The New York Department of Financial Services (the “NYDFS”) plans to include cyber security as part of its bank examination process. The NYDFS issued a report (the “Report“) entitled “Report on Cyber Security in the Banking Sector”, in which the NYDFS stated that it plans to review a bank’s cyber security incident response and event management, access controls, network security, vendor management, and disaster recover in evaluating the bank’s overall safety and soundness. The NYDFS pointed out that while national news reports about the data breach at Target and the Bitcoin hacking scandal at Mt. Gox have recently brought more public awareness of cyber threats, the bank regulatory agencies have been warning banks for more than a year as cyber attacks have become increasingly more sophisticated.
The Report is based on a survey of 154 banks and credit unions in New York. The survey covered industry trends, concerns, and opportunities for improvement across a cross-section of depository institutions. According to the Report, the NYDFS believes that smaller institutions are less prepared than the larger banks to handle cyber threats.

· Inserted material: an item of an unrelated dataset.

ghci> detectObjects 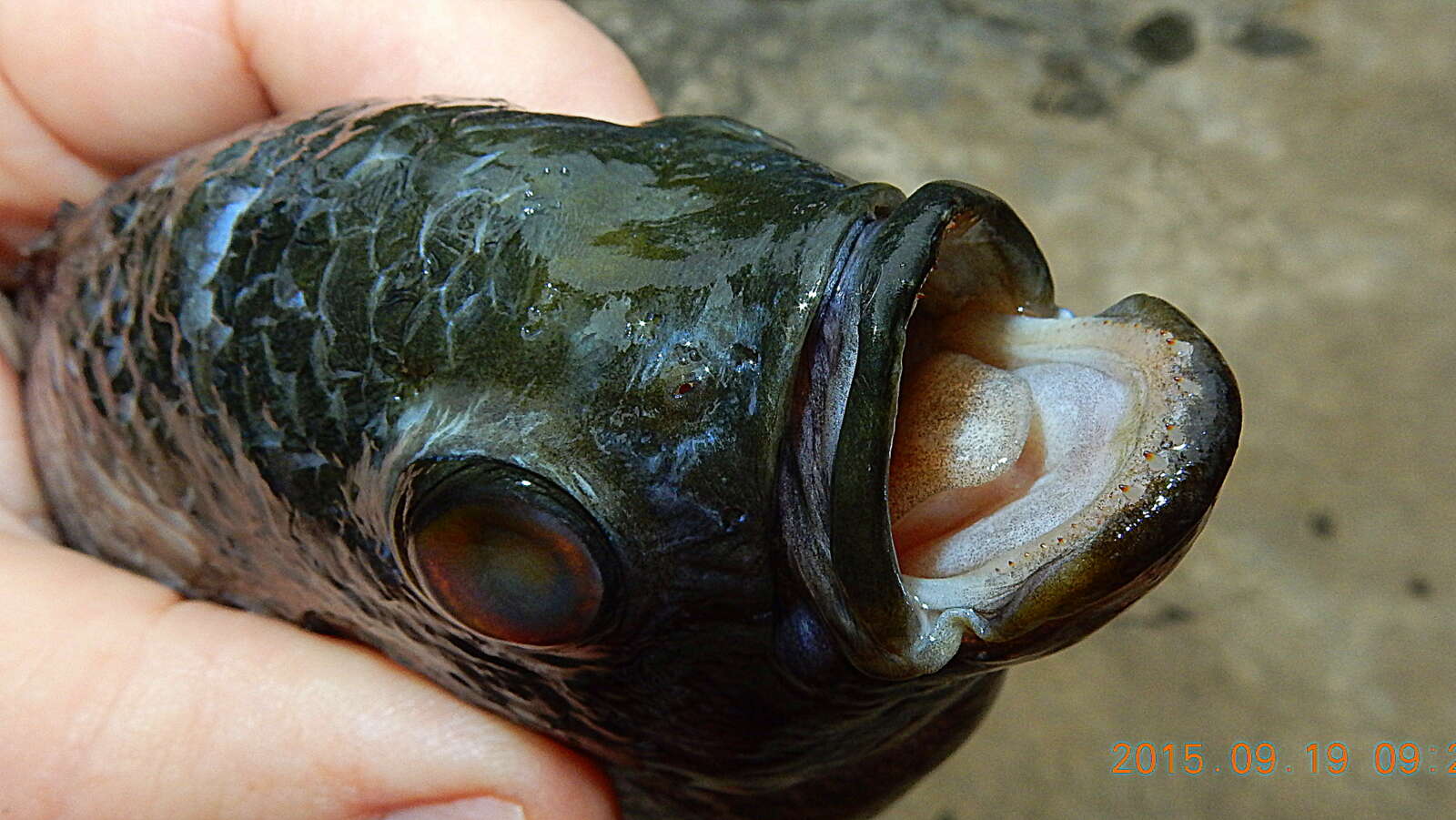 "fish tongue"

Enhancing cyber security is expected to increase the cost of regulatory compliance, especially for smaller institutions. Steps to improve cyber security may include hiring IT security personnel, engaging outside consultants, upgrading software, and implementing new security protocols. Nevertheless, many banks recognize the importance of the investment and are already strengthening their institution’s cyber security. Moreover, the NYDFS does not plan to have a one-size-fits-all solution. The revised procedures are expected to be tailored to the respective bank’s risk profile.